Ob aus den noch bestehenden rund zwei Dutzend Verbänden der Ernährungsindustrie jemals ein einziger Gesamtverband geschmiedet werden wird, muss hier offen bleiben. Es ist aber fraglich, ob sich die Hersteller von »Fleisch«, »Milch«, »Süßware«, «Obst und Gemüse«, »Getränken« usw. jemals in einem großen Verband heimisch fühlen werden. »Spricht dieser Verband meine Sprache?«, wird stets der wesentliche Grund sein, einem Verband beizutreten.

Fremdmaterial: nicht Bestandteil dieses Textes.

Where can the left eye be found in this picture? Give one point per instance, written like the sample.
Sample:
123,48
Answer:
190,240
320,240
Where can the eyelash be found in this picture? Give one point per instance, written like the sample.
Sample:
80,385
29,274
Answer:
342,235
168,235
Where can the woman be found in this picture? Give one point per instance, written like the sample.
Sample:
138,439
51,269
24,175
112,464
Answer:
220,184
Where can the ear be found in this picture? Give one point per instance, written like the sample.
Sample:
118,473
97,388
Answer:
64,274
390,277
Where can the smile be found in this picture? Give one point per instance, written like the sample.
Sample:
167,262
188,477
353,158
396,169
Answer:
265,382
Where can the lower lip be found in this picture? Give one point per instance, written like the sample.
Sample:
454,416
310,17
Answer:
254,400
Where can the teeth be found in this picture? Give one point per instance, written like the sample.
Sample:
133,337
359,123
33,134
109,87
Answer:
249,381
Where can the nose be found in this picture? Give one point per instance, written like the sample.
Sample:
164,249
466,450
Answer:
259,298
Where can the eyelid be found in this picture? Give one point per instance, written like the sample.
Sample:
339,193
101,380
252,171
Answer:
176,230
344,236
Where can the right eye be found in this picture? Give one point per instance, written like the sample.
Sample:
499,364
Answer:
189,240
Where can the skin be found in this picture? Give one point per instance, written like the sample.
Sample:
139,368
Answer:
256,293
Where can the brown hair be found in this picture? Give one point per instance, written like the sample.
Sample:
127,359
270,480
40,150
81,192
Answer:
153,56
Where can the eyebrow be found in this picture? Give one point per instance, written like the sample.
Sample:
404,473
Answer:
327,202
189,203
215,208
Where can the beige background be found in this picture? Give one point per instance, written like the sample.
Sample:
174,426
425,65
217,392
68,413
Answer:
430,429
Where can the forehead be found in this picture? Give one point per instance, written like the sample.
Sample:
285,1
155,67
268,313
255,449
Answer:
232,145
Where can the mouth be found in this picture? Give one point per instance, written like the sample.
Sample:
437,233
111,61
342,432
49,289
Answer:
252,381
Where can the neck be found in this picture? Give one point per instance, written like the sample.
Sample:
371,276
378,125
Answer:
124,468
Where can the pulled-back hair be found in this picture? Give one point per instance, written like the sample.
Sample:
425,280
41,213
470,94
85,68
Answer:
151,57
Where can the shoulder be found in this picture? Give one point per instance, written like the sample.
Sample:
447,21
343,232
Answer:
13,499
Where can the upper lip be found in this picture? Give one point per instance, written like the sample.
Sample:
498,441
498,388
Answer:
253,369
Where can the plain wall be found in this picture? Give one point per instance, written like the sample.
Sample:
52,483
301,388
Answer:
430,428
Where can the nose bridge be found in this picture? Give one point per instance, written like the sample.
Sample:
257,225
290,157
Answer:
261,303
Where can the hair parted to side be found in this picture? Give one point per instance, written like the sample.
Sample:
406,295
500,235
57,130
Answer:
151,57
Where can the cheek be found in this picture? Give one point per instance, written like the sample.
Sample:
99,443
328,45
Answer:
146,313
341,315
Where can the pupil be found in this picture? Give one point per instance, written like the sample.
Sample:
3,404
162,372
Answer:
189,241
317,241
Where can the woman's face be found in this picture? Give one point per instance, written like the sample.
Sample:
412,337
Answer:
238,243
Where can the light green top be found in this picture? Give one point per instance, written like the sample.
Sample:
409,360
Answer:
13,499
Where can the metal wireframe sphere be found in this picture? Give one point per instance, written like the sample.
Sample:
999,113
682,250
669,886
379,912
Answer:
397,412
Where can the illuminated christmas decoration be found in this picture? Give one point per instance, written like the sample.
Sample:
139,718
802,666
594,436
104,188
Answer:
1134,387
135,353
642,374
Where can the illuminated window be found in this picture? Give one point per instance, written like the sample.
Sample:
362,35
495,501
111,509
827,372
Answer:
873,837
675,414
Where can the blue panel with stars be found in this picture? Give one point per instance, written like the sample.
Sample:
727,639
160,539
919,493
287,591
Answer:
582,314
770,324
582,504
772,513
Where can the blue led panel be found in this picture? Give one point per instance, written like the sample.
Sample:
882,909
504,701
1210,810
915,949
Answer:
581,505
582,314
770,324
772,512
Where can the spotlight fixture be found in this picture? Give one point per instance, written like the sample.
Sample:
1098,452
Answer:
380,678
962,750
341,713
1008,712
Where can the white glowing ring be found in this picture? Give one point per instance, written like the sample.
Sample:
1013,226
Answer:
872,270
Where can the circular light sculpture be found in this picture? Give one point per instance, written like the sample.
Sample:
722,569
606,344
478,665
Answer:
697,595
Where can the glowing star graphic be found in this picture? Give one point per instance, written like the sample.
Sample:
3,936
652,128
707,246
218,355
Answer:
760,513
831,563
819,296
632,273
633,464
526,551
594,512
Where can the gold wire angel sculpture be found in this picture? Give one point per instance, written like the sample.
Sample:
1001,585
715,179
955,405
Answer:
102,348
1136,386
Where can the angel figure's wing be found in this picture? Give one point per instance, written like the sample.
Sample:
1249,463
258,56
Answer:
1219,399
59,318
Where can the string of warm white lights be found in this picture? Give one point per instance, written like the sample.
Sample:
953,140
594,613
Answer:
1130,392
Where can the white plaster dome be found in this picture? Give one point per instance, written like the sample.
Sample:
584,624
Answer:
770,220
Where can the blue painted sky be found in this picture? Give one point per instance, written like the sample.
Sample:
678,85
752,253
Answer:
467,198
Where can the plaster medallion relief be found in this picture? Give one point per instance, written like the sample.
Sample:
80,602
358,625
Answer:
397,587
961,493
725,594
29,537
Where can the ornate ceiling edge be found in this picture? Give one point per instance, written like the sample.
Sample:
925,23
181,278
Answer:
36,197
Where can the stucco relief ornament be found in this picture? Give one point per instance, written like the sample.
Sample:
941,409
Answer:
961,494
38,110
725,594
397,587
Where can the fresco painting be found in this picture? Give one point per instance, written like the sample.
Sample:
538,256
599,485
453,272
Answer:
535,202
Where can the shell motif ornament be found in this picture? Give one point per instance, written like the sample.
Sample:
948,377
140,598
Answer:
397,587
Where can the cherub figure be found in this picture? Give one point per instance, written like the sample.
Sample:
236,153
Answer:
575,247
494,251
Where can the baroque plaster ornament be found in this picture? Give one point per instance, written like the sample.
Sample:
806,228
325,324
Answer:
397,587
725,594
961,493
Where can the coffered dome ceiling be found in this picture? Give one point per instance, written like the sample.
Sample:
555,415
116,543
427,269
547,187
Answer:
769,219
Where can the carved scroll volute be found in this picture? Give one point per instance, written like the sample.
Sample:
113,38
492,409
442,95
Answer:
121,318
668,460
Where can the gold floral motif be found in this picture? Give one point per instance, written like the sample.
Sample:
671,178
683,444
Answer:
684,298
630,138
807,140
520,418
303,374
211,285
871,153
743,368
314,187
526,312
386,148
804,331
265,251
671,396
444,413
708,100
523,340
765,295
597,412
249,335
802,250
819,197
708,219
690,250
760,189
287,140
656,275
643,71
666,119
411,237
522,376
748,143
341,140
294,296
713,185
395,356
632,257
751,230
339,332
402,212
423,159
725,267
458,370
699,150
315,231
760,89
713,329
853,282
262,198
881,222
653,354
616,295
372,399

Es wird viel über die »Leistungen« von Verbänden diskutiert – oben sind exemplarisch sechs »Säulen« der Verbandsarbeit angeführt worden. Doch diese Leistungen sind in aller Regel schwer messbar. Meist gelingt es Verbänden nur, im Gesetzgebungsprozess »Schlimmeres zu verhindern«. Objektiv messbar ist da nichts. Und obendrein stehen Verbände in Konkurrenz zu echten Unternehmensberatern, Rechtsanwälten, Lobby- und Medienagenturen. Wichtiger als die Verbandsarbeit ist die Verbandsidentität – nach innen und außen. Solange es eine heterogene Wirtschaft gibt, wird es daher auch eine Vielzahl von Verbänden geben. Das ist tatsächlich die ideale Welt.